Alexis de Tocqueville: as múltiplas dimensões da história e a questão da igualdade


O ano de 2009 faz completar o sesquicentenário da morte de Alexis de Tocqueville, historiador, sociólogo, filósofo, jurista e moralista francês do século XIX, herdeiro da mais genuína tradição iluminista.
No Brasil, pelo menos até o momento, o fato não foi nem sequer minimamente comentado. Trivial, pois se até nos maiores centros de estudos de Humanidades, como a França, terra-mãe do próprio Tocqueville, ou a Inglaterra, o marxismo ainda predomina largarmente, o que dizer de um país no qual os estudos do tema somente ressoam o que ocorre no Velho Mundo? Justiça seja feita, a exceção fica por conta da editora Martins Fontes, que lançou edição atualizada de O Antigo Regime e a Revolução, um dos clássicos do autor.
Tocqueville, sua obra e todos aqueles que não têm receio em seguir suas ideias, são mal vistos em boa parte dos círculos acadêmicos das Humanidades, tudo, evidentemente, devido a preconceitos ideológicos. Sua origem nobre, apesar do berço nunca ter moldado seu intelecto, bem como o caráter liberal de sua obra, o tornam oposto ao marxismo e à concepção de história das esquerdas revolucionárias. Curiosamente, a grande maioria de seus detratores nunca leu nada de seus escritos, tendo ouvido falar dele apenas superficialmente, como um conservador. Teria acontecido comigo na própria graduação, não fossem a isenção e o conhecimento de professores como os grandes Ottaviano de Fiore e Alexandre Hecker. A ignorância em relação ao pensamento de Tocqueville é ainda normal, se considerado o fato de que os "revolucionários" nem mesmo leram a fundo aquilo que veio da pena do próprio Marx, quanto mais a daquele que é seu antípoda.

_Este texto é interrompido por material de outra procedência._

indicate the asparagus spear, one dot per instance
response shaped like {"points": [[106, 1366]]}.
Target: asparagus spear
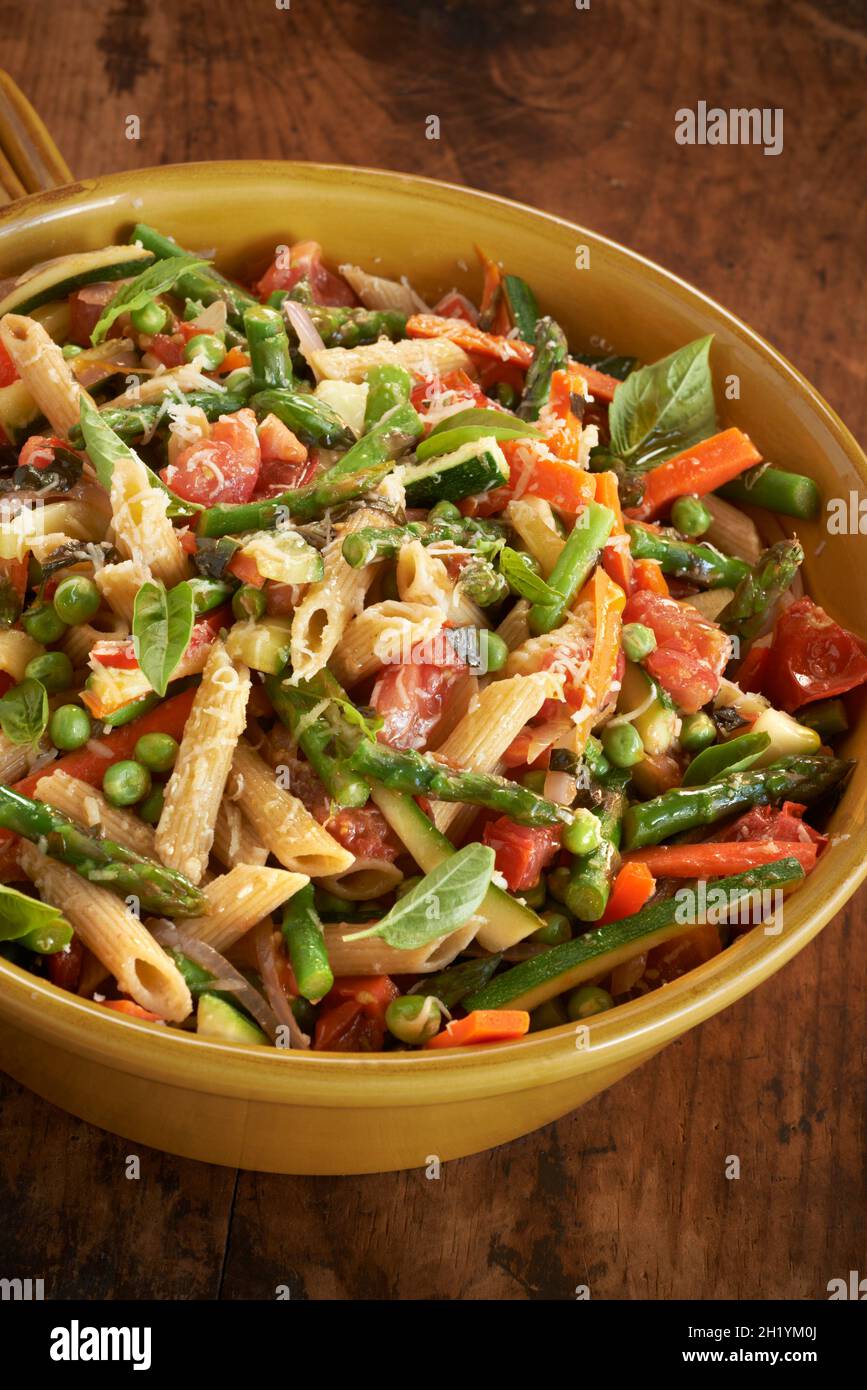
{"points": [[550, 355], [760, 588], [699, 563], [331, 489], [775, 489], [306, 945], [132, 423], [292, 705], [420, 773], [100, 861], [268, 345], [573, 565], [310, 419], [682, 808], [202, 285], [589, 883]]}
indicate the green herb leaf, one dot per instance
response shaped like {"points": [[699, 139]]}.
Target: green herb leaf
{"points": [[442, 902], [24, 712], [664, 407], [157, 280], [523, 578], [36, 925], [161, 624]]}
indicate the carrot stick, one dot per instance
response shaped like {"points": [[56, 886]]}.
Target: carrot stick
{"points": [[616, 558], [648, 574], [709, 861], [698, 470], [632, 887], [482, 1026]]}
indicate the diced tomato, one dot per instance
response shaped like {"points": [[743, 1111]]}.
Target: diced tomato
{"points": [[117, 653], [810, 658], [85, 309], [168, 349], [410, 695], [64, 966], [38, 452], [220, 469], [364, 831], [521, 852], [304, 262], [453, 305], [9, 371], [691, 651]]}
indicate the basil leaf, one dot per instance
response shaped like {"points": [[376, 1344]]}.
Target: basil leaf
{"points": [[664, 407], [442, 902], [106, 448], [24, 712], [156, 280], [34, 923], [161, 626], [523, 578]]}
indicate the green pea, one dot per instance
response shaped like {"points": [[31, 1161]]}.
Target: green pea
{"points": [[623, 745], [584, 834], [43, 623], [157, 752], [77, 599], [150, 319], [406, 886], [70, 727], [207, 348], [588, 1000], [691, 517], [556, 930], [52, 669], [445, 512], [637, 641], [535, 780], [150, 809], [698, 731], [413, 1018], [249, 602], [549, 1015], [125, 783], [495, 651]]}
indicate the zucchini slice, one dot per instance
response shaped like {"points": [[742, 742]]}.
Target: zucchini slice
{"points": [[477, 467], [506, 919], [57, 278]]}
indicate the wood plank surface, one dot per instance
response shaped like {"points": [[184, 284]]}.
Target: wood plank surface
{"points": [[573, 111]]}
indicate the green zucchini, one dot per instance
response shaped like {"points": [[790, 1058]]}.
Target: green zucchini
{"points": [[477, 467], [506, 919], [598, 952], [60, 277]]}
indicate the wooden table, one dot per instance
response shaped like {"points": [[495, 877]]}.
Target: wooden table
{"points": [[571, 111]]}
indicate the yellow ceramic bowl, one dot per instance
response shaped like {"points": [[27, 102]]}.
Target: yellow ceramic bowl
{"points": [[335, 1114]]}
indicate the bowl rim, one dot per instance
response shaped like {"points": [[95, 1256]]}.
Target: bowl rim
{"points": [[638, 1027]]}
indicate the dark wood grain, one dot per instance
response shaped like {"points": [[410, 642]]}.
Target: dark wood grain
{"points": [[571, 111]]}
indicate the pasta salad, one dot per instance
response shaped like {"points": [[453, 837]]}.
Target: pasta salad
{"points": [[380, 676]]}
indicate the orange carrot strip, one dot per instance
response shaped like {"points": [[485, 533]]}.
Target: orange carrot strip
{"points": [[698, 470], [648, 574], [632, 887], [482, 1026], [716, 859], [617, 559], [470, 338]]}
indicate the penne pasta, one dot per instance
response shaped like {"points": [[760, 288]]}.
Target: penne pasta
{"points": [[114, 934], [195, 788]]}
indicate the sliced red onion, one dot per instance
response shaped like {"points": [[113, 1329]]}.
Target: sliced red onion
{"points": [[225, 976], [266, 957], [309, 335]]}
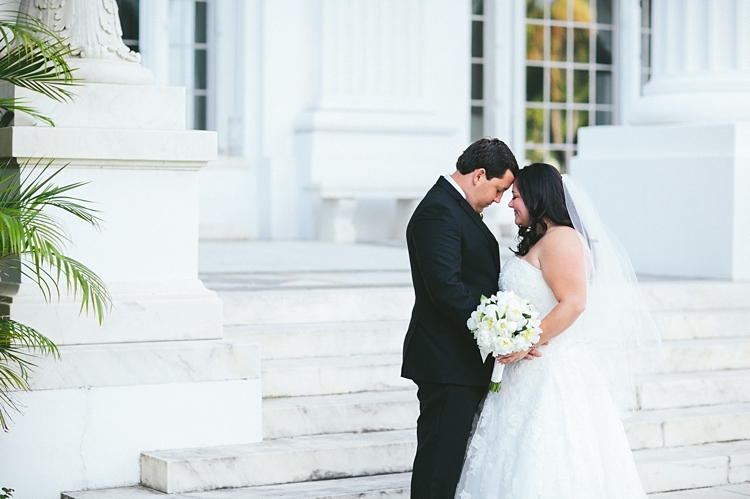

A comparação entre Tocqueville e Marx é sempre profícua, já que a despeito da enorme vantagem do segundo em relação à divulgação da obra, o poder de explicação imensamente superior do primeiro fica patente quando o assunto é o valor das reflexões de ambos. Enquanto Marx, possuído por sua visão progresso-cientificista e sustentado pelas verbas do burguês velado Engels, deu à história o peso de uma marcha pré-programada e unívoca, necessitando para tanto elaborar um esquema cheio de etapas simplistas e desprovidas das outras dimensões históricas que não a econômica, Tocqueville erigiu a linha mestra de suas ideias sempre estando presente no palco das ações humanas. Por um lado, como político na velha França, por outro, como pesquisador de campo - algo evidentemente raro na historiografia - na novíssima América da democracia moderna. Ao invés das tautologias classistas de Marx, que lhe fizeram pensar nos sujeitos históricos a partir de características unidimensionais, sem atentar para a noção de que a política, a cultura, a filosofia, a mentalidade, podem elas mesmas direcionar as relações de classe, Tocqueville, de forma bem mais clara e perspicaz, viu nos processos históricos da era Contemporânea o emergir de um elemento novo e comum: a igualdade.
A igualdade para Tocqueville é resultado de um processo histórico fruto da imbricação entre as várias dimensões históricas e os sujeitos históricos que perfazem a coletividade, também eles imbuídos e partícipes dessas dimensões. Não é um elemento inexorável, produto único e exclusivo de uma história que não é reconhecida pelo elemento humano, empreendida tão somente pelas forças meta-históricas da Economia, como para Marx, no que então ela não seria mais do que uma consequência da base material. Na obra de Tocqueville, a igualdade é gestada na história, passível de avanços e retrocessos, é uma tendência da modernidade, ratificada ou não de acordo com as variações na forma dos sujeitos sociais entenderem e atuarem sobre as dimensões históricas. Em Tocqueville, a igualdade não é uma situação forçada e a-histórica de condições a fortiori, uma igualdade de resultados, como nas reflexões marxianas, mas sim um desejável sinal de avanço social e histórico fruto da gestão inteligente dos problemas humanos em sociedade, por assim dizer, uma igualdade de oportunidades.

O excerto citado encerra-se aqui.